Adverse outcome pathways and drug-induced liver injury testing

Mathieu Vinken 1
PMCID: PMC4596002  EMSID: EMS64924  PMID: 26119269

Abstract

Drug-induced liver injury is a prominent reason for premarketing and postmarketing drug withdrawal and can be manifested in a number of ways, such as cholestasis, steatosis and fibrosis. The mechanisms driving these toxicological processes have been well characterized and have been emdedded in adverse outcome pathway frameworks in recent years. This paper reviews these constructs and simultaneously illustrates their use in the preclinical testing of drug-induced liver injury.

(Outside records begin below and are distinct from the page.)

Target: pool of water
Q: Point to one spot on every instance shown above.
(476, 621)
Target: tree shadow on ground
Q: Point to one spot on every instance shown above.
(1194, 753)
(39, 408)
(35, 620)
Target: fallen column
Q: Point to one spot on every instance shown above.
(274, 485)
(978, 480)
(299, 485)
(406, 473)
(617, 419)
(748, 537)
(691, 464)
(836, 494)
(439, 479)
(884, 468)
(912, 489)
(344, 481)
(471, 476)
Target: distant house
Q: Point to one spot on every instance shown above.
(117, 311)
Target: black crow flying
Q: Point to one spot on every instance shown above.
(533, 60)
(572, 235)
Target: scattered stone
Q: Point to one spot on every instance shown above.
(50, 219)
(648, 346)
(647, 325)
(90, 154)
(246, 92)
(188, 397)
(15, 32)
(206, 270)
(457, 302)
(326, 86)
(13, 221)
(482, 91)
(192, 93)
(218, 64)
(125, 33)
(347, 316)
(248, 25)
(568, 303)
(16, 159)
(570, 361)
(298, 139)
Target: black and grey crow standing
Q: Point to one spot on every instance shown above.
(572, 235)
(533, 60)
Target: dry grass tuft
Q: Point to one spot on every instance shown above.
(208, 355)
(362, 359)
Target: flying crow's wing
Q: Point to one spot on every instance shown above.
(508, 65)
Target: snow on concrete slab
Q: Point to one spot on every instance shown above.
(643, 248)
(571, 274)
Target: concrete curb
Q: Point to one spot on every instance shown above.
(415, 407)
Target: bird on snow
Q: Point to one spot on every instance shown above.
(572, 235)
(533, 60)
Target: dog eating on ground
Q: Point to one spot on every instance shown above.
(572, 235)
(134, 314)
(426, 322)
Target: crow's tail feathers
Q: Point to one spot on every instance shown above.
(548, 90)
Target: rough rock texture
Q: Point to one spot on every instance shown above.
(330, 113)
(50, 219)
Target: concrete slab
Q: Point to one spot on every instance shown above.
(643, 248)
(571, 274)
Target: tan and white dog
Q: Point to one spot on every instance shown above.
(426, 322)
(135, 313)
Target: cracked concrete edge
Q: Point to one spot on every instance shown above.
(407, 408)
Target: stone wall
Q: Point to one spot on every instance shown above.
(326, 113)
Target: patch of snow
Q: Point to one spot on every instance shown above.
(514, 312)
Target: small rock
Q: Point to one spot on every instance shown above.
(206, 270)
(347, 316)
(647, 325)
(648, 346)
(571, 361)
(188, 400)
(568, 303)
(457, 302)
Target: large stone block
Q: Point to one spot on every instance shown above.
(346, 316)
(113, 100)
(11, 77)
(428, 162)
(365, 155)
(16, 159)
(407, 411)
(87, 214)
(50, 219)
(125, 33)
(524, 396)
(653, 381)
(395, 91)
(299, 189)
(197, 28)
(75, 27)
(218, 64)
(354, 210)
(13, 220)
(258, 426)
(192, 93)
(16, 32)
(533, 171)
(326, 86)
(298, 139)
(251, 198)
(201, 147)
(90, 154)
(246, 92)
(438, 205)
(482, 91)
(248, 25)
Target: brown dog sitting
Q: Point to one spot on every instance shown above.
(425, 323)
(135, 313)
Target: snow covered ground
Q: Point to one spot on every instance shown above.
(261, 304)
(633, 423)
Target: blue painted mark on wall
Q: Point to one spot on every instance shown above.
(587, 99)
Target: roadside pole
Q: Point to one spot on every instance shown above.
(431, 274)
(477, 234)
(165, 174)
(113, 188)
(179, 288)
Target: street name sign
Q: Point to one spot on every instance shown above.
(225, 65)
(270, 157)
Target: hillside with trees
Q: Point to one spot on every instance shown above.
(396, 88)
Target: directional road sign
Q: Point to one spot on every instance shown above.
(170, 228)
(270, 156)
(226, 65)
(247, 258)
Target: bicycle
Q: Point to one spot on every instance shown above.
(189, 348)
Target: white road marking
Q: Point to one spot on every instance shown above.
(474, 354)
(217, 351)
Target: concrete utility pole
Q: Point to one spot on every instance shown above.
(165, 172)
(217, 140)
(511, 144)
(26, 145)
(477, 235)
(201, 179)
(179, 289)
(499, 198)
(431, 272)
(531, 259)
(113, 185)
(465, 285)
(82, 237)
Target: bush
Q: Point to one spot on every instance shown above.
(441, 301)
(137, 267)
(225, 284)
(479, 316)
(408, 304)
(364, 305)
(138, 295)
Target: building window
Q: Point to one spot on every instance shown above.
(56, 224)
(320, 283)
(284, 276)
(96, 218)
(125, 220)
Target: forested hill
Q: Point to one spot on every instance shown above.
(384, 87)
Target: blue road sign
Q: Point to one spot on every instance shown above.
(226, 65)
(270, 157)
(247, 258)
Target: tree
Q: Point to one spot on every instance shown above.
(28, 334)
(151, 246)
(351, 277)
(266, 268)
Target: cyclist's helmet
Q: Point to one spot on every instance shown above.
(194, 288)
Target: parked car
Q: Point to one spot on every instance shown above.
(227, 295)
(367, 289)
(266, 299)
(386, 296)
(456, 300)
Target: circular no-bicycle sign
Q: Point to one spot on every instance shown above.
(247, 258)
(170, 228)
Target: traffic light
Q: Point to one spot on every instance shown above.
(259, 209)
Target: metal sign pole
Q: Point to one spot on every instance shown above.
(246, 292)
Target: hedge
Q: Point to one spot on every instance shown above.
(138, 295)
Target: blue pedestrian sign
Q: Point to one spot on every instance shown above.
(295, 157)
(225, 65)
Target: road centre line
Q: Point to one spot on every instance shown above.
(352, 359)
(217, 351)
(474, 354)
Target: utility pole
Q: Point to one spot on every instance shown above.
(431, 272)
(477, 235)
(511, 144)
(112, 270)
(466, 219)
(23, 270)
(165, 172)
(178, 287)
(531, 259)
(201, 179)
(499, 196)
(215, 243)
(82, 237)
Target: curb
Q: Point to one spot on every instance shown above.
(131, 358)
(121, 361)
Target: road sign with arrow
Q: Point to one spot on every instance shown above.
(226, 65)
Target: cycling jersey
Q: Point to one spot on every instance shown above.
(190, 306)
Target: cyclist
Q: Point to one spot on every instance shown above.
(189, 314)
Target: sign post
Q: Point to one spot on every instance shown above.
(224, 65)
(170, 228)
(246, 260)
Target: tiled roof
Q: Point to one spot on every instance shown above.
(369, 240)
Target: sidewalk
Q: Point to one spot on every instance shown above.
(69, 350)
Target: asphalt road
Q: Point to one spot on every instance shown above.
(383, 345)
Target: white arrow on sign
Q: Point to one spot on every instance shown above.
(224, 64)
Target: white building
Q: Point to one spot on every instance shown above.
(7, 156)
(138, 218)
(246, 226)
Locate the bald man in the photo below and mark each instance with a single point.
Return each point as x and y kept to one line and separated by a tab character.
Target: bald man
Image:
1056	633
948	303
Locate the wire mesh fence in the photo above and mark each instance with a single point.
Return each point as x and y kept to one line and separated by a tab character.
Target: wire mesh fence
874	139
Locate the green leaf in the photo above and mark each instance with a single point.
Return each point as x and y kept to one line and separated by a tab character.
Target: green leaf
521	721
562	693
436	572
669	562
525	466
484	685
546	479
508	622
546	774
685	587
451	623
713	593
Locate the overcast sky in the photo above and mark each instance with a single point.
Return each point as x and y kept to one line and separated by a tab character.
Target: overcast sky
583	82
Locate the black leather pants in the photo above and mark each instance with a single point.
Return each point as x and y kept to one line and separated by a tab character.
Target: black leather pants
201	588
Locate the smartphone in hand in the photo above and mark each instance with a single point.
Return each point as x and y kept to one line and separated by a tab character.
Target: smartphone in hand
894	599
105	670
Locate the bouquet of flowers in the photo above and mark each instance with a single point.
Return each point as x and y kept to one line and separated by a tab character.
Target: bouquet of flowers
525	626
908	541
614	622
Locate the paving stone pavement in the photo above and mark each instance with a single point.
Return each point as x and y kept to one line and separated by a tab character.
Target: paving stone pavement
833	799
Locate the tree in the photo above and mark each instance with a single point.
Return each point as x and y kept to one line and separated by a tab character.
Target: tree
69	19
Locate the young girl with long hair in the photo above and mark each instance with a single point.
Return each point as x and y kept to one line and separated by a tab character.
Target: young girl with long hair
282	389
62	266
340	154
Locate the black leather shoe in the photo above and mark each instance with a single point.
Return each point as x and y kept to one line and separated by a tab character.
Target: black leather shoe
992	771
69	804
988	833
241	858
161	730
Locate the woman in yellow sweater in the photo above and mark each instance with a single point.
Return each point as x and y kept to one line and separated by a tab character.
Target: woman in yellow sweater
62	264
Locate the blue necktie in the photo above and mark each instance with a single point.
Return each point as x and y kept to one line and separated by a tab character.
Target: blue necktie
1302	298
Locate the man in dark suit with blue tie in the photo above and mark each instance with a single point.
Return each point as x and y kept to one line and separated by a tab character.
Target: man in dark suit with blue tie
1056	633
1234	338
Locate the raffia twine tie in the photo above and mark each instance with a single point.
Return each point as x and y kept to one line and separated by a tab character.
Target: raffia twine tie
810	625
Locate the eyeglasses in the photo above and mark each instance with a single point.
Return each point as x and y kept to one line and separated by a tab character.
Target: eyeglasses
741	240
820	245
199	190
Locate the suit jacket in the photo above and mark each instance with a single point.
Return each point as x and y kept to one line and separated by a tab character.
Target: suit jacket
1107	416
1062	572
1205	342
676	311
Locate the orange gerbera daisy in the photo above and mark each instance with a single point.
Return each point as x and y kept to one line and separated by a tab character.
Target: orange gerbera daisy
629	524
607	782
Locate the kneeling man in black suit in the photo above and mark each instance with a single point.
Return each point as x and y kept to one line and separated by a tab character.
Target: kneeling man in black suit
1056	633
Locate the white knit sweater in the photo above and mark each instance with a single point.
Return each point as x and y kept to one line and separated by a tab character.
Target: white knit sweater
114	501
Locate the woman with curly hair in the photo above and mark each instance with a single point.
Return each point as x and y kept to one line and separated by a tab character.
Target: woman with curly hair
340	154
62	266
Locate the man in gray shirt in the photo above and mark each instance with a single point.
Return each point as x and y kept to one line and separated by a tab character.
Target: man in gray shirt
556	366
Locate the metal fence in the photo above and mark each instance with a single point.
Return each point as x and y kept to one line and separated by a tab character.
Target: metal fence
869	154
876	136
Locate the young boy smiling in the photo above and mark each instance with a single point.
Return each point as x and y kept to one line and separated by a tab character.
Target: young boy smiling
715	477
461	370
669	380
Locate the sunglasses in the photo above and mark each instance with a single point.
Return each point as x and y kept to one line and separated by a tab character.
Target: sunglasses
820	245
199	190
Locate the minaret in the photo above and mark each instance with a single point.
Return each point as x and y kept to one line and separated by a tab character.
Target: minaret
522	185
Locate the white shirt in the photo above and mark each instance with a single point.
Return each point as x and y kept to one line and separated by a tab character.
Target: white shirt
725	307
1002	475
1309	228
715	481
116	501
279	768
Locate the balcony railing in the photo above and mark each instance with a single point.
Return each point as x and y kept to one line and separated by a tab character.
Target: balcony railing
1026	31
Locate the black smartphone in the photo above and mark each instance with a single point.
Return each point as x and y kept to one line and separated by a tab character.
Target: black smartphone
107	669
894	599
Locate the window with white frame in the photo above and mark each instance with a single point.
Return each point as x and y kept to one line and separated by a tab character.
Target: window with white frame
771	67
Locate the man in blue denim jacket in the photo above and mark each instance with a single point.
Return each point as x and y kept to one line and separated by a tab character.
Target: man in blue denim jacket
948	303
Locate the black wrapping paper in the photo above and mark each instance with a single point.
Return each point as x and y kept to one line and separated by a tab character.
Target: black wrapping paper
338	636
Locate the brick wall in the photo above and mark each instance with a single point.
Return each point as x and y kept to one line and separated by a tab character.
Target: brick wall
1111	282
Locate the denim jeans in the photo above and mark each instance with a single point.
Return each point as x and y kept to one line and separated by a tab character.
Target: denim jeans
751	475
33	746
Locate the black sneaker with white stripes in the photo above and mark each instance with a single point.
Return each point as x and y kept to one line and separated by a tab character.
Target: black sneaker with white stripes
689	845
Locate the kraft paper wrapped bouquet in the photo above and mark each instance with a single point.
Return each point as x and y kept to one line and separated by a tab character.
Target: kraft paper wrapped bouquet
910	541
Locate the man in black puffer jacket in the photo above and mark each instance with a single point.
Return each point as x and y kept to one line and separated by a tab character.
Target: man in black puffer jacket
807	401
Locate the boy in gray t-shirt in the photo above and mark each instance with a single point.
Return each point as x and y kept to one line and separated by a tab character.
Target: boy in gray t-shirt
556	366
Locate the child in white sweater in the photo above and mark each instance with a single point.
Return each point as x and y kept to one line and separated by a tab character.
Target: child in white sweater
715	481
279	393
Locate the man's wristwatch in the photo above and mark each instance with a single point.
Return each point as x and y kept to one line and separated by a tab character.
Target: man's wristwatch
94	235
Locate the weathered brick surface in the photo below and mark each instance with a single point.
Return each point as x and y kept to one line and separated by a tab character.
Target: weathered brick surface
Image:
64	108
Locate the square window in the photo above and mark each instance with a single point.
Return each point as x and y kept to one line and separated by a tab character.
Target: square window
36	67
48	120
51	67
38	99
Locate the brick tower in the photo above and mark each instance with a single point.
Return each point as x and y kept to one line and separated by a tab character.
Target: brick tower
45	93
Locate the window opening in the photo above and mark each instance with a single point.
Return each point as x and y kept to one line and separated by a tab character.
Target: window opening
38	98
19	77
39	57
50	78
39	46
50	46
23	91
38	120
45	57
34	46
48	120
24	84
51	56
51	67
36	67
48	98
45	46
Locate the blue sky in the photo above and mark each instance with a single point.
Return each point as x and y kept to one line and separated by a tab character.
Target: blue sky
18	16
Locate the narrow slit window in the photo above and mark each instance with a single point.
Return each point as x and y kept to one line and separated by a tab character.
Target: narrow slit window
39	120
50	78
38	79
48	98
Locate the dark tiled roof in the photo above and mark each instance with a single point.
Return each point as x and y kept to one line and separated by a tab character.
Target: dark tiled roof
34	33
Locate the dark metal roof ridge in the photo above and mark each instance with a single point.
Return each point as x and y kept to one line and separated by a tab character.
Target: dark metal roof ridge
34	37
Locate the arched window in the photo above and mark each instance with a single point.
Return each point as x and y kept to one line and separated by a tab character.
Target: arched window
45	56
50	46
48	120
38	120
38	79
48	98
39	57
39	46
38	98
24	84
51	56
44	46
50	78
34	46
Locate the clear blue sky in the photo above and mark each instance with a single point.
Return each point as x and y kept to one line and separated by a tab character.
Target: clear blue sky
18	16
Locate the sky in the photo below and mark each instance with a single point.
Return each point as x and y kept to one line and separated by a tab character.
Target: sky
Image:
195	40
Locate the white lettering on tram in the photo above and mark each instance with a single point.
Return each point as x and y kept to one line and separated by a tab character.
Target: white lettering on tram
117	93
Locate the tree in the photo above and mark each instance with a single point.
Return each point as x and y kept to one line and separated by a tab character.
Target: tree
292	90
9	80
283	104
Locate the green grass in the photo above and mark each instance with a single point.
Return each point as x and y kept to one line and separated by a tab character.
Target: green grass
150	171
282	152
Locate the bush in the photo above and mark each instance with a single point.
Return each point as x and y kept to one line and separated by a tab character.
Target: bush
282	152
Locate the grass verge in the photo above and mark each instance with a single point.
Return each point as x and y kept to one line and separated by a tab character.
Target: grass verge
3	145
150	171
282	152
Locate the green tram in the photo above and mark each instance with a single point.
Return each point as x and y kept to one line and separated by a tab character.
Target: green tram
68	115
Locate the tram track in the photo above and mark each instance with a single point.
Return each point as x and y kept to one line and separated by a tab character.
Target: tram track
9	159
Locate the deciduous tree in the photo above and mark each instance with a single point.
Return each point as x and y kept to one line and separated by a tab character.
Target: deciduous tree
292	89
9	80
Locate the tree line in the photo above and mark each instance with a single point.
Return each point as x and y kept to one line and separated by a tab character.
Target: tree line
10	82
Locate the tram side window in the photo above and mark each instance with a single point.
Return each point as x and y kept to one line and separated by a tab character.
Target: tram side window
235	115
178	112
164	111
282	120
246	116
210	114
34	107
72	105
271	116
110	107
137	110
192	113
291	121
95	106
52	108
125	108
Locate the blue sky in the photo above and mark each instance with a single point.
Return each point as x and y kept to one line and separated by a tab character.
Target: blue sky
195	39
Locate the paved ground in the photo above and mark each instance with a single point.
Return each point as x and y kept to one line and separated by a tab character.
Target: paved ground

Keywords: AOP, DILI, steatosis, cholestasis, fibrosis, read-across, IATA

1. Introduction

Drug-induced liver injury (DILI) is of high clinical concern, as it is the leading cause of acute liver failure.1,2 Indeed, DILI accounts for about half of the cases of acute liver failure in the US and in the UK.1,3-6 Furthermore, DILI is also of clear relevance to pharmaceutical industry, since it underlies the withdrawal of a considerable number of drugs during premarketing and postmarketing phases of drug development.7 DILI can be predictable or unpredictable, designated as intrinsic or idiosyncratic hepatotoxicity, respectively. The former depends on the dose and becomes manifested within a few days. It mainly results from direct toxicity of a drug or its metabolites and can be reproduced in animal models. Idiosyncratic hepatotoxicity, which on its turn is subdivided into immune idiosyncrasy and metabolic idiosyncrasy, does not necessarily depend on the dose and occurs with variable latency.6,8-12 Idiosyncratic hepatotoxicity occurs in 1 in 10.000 to 100.000 individuals.1,3,4,6,10,13-15 Immunoallergic drug reactions are seen in about 25% to 30% of all DILI patients.16

Predictive toxicology, based upon mechanistic information, has become a critical aspect in the safety evaluation of drugs in the last decade. A major tool introduced in this regard is the adverse outcome pathway (AOP) framework, which refers to a conceptual construct that portrays existing knowledge concerning the linkage between a direct molecular initiating event (MIE) and an adverse outcome via a number of key events (KEs) at a biological level of organization relevant to risk assessment.17-21 AOPs have yet been designed for several human-relevant toxicological endpoints. In response to the increasing use of AOPs, the Organization for Economic Cooperation and Development together with the US Environmental Protection Agency, the US Army Engineer Research and Development Center and the European Joint Research Center has initiated a project to facilitate the use of AOPs in assessing the safety of chemicals, called the AOP Knowledge Base. The AOP Knowledge Base consists of four modules, namely the AOP Xplorer, Effectopedia, the Intermediate Effects Database and the AOP Wiki. The latter provides an open-source interface for rapid, widely accessible and collaborative sharing of established AOPs and building new AOPs.21 The AOP Wiki was launched in 2014 and thus far contains as much as fifty AOPs for diverse types of toxicity, including hepatotoxicity. Among those, a number are of clear relevance to the DILI field and will be scrutinized in this paper. Particular focus will be put on how these AOPs can form the basis for preclinical DILI testing.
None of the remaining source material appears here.